Header background

Detecting network errors and their impact on services

Detecting errors like dropped packets or retransmissions on the network level is relatively easy. Figuring out if those errors affect the performance and connectivity of your services is however another matter. Some network errors are mitigated and compensated for by network protocols and active networking components, like network interfaces. Meanwhile, other network errors lead to performance problems that negatively affect your services.

Following is an overview of common network errors and root causes, means and approaches of detecting such errors, and suggestions as to how monitoring tools can support you in staying on top of your services’ connectivity and performance.

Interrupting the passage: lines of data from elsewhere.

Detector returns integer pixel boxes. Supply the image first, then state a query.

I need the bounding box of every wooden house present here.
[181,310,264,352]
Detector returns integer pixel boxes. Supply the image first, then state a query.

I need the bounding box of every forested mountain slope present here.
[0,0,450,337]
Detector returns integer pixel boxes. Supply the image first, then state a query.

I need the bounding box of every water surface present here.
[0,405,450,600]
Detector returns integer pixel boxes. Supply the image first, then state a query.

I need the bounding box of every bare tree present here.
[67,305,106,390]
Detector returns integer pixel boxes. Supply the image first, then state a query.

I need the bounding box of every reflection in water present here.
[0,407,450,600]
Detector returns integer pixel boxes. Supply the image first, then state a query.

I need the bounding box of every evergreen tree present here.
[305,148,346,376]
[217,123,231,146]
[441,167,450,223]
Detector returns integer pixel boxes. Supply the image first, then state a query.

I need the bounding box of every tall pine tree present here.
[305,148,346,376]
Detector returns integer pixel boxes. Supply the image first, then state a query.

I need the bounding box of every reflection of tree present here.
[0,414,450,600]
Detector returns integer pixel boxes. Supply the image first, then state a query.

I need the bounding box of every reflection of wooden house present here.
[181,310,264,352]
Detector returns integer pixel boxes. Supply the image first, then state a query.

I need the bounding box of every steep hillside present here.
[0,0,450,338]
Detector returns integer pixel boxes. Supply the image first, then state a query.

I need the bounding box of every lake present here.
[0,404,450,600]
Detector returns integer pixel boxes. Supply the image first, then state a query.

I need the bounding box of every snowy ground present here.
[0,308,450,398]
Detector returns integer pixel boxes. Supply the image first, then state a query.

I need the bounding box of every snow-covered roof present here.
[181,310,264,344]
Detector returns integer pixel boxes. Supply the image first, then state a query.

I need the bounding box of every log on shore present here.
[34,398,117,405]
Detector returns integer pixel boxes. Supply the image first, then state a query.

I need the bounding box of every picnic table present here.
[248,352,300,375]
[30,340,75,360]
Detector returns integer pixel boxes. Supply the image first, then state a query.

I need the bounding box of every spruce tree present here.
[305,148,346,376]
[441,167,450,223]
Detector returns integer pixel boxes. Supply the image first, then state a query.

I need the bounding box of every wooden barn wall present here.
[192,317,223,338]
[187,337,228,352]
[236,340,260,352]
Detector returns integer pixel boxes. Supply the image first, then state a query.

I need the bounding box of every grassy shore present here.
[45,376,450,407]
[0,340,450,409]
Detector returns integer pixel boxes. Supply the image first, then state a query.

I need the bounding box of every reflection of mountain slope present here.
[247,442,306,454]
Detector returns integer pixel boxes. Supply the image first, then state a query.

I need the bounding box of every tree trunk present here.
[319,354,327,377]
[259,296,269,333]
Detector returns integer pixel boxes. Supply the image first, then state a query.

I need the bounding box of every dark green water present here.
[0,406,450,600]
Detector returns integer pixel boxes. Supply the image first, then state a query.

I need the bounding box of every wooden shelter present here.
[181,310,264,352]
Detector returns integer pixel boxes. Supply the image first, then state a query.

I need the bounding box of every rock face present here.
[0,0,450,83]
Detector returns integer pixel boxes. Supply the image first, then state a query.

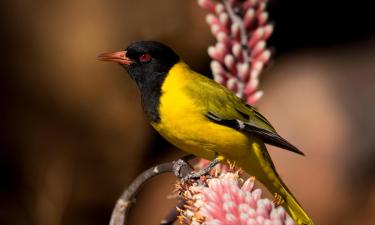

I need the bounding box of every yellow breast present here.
[152,62,250,159]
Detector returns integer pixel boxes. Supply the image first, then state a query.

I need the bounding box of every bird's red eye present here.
[139,54,151,63]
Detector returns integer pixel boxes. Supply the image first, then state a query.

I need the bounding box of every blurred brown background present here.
[0,0,375,225]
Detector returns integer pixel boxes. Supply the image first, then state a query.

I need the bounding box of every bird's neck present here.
[137,72,166,123]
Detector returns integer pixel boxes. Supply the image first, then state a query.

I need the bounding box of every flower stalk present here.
[198,0,273,104]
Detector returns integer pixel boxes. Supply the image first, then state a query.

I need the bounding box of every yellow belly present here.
[152,61,251,160]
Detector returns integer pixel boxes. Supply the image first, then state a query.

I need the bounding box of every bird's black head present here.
[99,41,179,85]
[98,41,180,122]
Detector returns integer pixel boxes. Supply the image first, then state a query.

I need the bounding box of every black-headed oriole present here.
[98,41,313,225]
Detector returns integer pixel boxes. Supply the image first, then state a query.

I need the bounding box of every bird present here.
[97,41,313,225]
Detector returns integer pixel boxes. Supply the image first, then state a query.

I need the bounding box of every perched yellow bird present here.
[98,41,313,225]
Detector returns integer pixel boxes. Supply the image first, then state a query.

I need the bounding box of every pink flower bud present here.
[198,0,216,12]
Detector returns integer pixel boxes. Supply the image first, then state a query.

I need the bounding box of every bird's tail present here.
[241,143,314,225]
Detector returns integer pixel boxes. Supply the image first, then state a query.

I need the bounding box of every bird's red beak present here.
[97,51,133,65]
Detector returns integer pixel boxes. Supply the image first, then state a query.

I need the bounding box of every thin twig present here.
[160,200,185,225]
[109,155,194,225]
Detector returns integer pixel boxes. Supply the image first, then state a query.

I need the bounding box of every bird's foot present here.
[182,157,222,181]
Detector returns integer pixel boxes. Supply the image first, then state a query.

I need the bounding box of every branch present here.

TCP – Your protocol of choice since 1981

The TCP/IP protocol suite that we all know so well has been around for almost 40 years now. Although some alternatives have been developed over the years, TCP/IP still works well and it’s the foundation of almost all networking as we know it today. One of the reasons this protocol stack is still around is that it’s capable of compensating for many errors on its own. TCP, appropriate to the season, is the Santa Claus of protocols. It knows if your service is sleeping, it knows if it’s awake, it knows if the connections run bad or good, so [listen closely to what it says]. Your services need not worry about retransmissions or network congestion. TCP/IP does everything in its power to makes sure that your stateful connections are reliable and perform well. Nevertheless anybody running applications in production needs to understand TCP and its basics.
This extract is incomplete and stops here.